A First Course in Differential Equations
ISBN: 9781441975928
Platform/Publisher: SpringerLink / Springer New York
Digital rights: Users: unlimited; Printing: unlimited; Download: unlimited

This concise and up-to-date textbook is designed for the standard sophomore course in differential equations. It treats the basic ideas, models, and solution methods in a user friendly format that is accessible to engineers, scientists, economists, and mathematics majors. It emphasizes analytical, graphical, and numerical techniques, and it provides the tools needed by students to continue to the next level in applying the methods to more advanced problems.

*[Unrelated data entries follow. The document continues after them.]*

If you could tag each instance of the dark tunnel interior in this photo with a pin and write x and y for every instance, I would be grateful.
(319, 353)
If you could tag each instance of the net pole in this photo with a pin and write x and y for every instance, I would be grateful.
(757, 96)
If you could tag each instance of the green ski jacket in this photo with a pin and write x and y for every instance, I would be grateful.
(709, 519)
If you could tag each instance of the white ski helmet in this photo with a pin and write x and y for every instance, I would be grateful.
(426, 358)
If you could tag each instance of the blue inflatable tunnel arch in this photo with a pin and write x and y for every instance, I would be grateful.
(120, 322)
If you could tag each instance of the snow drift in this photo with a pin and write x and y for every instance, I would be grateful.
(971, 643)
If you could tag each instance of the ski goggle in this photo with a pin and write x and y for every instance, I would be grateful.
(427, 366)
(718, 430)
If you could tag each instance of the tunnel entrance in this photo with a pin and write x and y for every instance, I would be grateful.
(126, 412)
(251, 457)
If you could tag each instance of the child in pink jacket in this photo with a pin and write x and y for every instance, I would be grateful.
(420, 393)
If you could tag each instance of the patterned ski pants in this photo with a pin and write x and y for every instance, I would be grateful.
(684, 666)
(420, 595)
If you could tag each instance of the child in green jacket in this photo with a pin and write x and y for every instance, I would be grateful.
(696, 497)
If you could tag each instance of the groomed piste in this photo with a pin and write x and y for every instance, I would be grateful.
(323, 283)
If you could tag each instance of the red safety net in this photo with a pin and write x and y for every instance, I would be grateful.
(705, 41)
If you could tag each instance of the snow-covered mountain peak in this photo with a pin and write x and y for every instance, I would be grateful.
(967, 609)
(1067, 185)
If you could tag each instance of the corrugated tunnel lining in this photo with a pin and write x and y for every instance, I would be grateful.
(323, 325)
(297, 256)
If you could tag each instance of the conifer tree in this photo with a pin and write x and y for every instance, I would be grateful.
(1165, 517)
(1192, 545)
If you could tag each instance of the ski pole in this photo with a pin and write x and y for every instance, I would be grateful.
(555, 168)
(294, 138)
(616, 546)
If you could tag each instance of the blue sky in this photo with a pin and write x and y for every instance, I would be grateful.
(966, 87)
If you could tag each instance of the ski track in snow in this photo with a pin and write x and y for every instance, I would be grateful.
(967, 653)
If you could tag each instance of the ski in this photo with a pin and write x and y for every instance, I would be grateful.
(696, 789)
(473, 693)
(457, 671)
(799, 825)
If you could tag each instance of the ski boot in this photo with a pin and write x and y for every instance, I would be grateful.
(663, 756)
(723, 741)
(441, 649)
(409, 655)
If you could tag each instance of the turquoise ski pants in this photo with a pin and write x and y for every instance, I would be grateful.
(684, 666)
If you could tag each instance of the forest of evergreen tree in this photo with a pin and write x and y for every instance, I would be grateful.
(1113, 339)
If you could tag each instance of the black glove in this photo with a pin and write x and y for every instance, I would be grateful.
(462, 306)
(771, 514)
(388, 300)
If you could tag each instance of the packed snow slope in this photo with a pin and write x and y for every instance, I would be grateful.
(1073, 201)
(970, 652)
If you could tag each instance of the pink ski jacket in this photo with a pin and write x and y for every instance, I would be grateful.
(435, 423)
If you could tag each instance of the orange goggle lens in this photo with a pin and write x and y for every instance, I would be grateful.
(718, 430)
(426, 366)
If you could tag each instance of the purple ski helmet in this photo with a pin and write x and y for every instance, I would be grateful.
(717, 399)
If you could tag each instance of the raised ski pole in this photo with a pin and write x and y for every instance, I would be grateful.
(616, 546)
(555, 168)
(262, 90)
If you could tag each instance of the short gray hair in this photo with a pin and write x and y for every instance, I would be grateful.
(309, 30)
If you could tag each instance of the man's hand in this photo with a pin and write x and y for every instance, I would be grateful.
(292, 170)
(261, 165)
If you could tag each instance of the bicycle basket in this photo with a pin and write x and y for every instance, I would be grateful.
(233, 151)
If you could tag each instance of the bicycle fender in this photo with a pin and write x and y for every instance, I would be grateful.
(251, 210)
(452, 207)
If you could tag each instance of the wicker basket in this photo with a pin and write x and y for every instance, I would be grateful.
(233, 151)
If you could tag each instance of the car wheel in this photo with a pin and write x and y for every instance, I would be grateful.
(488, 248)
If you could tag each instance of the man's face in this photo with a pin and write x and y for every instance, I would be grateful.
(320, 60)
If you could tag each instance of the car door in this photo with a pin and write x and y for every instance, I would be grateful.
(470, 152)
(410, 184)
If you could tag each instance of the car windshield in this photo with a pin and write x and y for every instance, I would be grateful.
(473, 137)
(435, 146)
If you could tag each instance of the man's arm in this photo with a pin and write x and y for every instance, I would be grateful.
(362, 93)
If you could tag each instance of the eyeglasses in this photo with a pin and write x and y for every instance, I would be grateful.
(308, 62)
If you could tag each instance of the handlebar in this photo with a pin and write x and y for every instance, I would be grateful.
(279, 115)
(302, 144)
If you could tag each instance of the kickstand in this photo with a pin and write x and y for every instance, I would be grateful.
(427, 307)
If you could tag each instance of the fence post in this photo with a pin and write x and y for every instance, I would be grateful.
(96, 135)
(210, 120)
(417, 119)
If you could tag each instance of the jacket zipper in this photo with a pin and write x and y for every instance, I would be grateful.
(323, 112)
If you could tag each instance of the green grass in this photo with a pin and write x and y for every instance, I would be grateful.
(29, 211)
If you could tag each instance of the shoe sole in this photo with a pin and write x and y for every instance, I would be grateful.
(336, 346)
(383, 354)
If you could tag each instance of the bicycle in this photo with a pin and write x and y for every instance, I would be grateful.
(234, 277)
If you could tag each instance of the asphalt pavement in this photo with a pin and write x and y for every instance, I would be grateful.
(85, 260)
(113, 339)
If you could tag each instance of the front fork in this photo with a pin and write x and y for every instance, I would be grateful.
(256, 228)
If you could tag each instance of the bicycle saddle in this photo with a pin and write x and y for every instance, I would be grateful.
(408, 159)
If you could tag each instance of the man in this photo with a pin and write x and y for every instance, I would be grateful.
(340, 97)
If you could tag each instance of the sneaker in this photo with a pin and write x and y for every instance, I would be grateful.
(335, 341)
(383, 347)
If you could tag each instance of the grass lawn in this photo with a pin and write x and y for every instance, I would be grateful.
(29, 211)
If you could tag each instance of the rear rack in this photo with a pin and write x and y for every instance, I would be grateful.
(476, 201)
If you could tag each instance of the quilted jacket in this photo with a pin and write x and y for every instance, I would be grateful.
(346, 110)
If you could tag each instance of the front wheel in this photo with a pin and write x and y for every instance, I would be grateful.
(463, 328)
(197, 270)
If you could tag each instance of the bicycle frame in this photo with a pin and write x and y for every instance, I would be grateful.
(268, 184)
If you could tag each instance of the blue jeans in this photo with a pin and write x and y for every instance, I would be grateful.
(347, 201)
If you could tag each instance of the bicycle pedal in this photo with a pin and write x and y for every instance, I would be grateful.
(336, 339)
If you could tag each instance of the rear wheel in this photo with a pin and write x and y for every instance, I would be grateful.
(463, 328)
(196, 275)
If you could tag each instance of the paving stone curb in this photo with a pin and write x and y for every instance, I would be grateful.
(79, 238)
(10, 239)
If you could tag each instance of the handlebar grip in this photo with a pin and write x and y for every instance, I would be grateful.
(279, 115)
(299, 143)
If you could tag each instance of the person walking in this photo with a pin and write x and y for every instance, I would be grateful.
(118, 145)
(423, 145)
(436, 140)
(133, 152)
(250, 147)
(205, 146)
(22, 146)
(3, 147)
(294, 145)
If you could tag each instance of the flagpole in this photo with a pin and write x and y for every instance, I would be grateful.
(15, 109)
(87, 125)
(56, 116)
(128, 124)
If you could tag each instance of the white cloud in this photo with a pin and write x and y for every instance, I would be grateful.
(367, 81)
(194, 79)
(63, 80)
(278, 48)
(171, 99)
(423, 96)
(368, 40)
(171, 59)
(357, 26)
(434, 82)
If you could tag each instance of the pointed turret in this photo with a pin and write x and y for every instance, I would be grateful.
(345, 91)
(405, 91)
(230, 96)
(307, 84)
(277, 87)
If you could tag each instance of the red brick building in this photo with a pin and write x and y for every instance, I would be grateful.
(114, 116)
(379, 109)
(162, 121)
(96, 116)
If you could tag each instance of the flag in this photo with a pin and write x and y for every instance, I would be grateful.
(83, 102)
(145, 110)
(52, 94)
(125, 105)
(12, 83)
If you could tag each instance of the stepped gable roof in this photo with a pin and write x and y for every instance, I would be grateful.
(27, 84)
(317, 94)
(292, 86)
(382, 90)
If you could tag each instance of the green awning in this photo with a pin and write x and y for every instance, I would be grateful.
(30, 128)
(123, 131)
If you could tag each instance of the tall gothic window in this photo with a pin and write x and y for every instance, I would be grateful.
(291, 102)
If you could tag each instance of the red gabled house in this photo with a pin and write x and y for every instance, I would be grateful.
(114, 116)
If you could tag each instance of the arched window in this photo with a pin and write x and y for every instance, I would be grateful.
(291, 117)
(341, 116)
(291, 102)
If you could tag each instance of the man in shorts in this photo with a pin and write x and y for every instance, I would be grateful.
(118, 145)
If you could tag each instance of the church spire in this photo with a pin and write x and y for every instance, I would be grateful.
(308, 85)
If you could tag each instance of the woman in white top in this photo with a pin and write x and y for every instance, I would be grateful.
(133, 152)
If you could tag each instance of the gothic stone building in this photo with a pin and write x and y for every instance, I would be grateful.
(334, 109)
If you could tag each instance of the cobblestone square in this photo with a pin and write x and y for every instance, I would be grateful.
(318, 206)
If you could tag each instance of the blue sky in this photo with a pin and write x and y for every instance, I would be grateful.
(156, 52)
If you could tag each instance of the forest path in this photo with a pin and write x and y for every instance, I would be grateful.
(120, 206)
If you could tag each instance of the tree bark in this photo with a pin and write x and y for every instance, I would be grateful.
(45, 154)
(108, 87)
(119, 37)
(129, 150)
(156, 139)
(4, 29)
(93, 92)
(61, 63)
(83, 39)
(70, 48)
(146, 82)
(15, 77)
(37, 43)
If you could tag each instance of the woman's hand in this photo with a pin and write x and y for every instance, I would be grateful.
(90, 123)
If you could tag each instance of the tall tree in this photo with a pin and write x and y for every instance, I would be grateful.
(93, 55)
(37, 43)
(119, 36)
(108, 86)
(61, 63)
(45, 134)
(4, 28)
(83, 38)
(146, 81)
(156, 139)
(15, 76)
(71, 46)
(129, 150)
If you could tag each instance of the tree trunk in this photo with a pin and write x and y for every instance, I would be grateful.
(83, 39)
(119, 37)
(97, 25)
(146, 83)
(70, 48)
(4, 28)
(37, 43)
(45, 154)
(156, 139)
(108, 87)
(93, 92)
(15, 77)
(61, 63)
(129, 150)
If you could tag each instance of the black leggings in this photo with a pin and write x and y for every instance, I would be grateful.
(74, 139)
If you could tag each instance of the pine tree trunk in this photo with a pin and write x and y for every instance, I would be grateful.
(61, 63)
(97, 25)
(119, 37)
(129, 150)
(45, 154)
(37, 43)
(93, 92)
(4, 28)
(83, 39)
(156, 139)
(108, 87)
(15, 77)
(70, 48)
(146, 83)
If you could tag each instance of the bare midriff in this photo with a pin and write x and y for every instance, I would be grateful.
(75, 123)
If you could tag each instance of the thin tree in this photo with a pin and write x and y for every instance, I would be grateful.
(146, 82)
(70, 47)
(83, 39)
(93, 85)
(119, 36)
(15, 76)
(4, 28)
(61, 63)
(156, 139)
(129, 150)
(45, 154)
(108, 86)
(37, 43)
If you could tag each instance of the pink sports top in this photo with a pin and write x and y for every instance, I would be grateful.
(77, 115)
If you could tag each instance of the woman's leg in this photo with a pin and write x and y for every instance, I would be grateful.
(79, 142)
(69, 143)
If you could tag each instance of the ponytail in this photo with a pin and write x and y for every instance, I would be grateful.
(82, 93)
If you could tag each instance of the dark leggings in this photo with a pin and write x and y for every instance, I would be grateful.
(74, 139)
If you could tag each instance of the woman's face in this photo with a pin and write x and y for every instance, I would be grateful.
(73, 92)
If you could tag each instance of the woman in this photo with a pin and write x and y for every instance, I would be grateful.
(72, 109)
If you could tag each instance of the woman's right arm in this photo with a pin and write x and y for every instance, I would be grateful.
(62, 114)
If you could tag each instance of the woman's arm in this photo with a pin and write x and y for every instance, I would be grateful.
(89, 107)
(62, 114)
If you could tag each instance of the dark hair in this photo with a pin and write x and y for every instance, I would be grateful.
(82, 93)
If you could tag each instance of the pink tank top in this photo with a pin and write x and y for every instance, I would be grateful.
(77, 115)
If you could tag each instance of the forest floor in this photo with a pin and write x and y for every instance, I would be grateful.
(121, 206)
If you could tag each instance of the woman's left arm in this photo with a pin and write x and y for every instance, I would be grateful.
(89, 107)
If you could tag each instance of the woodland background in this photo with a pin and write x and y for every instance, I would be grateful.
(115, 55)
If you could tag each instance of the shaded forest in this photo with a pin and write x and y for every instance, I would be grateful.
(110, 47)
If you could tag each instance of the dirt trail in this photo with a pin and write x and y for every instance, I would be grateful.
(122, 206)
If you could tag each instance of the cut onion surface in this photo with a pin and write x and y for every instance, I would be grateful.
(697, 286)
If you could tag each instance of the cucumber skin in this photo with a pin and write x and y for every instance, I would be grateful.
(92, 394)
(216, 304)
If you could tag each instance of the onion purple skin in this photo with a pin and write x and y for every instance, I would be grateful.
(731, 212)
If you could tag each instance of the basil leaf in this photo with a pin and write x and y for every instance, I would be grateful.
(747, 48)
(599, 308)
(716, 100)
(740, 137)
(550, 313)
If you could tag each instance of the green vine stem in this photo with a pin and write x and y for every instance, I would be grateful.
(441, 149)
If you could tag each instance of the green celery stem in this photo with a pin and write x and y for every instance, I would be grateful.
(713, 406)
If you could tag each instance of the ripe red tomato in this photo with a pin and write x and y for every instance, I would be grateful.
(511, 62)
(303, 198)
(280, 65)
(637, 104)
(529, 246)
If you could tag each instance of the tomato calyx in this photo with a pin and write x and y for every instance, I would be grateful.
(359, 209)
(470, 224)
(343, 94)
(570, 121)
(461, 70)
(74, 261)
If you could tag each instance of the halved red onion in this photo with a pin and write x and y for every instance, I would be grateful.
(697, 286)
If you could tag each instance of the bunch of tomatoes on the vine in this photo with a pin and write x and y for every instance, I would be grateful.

There is a strong connection to applications with motivations in mechanics and heat transfer, circuits, biology, economics, chemical reactors, and other areas. Moreover, the text contains a new, elementary chapter on systems of differential equations, both linear and nonlinear, that introduces key ideas without matrix analysis. Two subsequent chapters treat systems in a more formal way. Briefly, the topics include: First-order equations: separable, linear, autonomous, and bifurcation phenomena; Second-order linear homogeneous and non-homogeneous equations; Laplace transforms; and Linear and nonlinear systems, and phase plane properties.


J. David Logan is Willa Cather Professor of Mathematics at the University of Nebraska Lincoln. His extensive research is in the areas of theoretical ecology, hydrogeology, combustion, mathematical physics, and partial differential equations. He is the author of six textbooks on applied mathematics and its applications, including Applied Partial Differential Equations, 2nd edition (Springer 2004) and Transport Modeling in Hydrogeochemical Systems (Springer 2001).